If everything goes fine you should get following results, which are slightly above those reported on the last paper.
Test-Set | Accuracy | F-measure (sum) |
---|---|---|
2013 | 72.82% | 0.724 |
2014 | 73.87% | 0.723 |
2015 | 68.19% | 0.658 |
2016 | 61.36% | 0.615 |
To train the embeddings with other data you can use
https://github.com/wlin12/JNN
In case you want to use other embeddings the format is the following: The first line should contain
<number of words> <embedding size>
After that, the embedding for each word is specified as
<word> <embedding_vector>
<embedding_vector>
where each float is separated by a white space.

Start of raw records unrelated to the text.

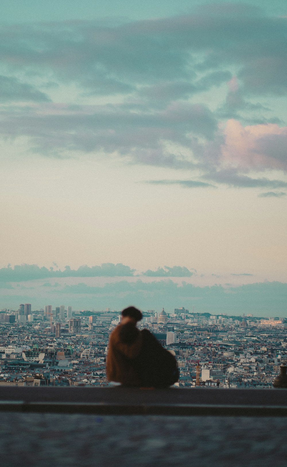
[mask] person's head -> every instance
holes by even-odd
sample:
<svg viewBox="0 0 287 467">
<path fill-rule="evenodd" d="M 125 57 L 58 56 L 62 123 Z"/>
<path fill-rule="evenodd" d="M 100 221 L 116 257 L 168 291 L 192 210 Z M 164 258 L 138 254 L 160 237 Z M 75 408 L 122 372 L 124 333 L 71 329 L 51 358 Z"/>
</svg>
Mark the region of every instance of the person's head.
<svg viewBox="0 0 287 467">
<path fill-rule="evenodd" d="M 130 318 L 130 319 L 134 321 L 136 323 L 138 321 L 140 321 L 143 318 L 141 311 L 134 306 L 129 306 L 127 308 L 125 308 L 122 311 L 122 317 L 123 318 Z"/>
</svg>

As you may know theano is no more longer supported. It was a great start for
Computational Graph toolkits but there are much better alternatives out there
nowadays (Pytorch, TensorFlow). If you have problems running it, try disabling
cuDNN. For this you need to write the following on your ~/.theanorc
[dnn]
enabled = False
If you are a newtimer to theano, to get it running on the GPU the faster way is
to define this on your ~/.bashrc
export THEANO_FLAGS='cuda.root=/usr/local/cuda-<version>/,device=gpu,floatX=float32'
export LD_LIBRARY_PATH="$LD_LIBRARY_PATH:/usr/local/cuda-<version>/lib64"
where <version>
is the CUDA version.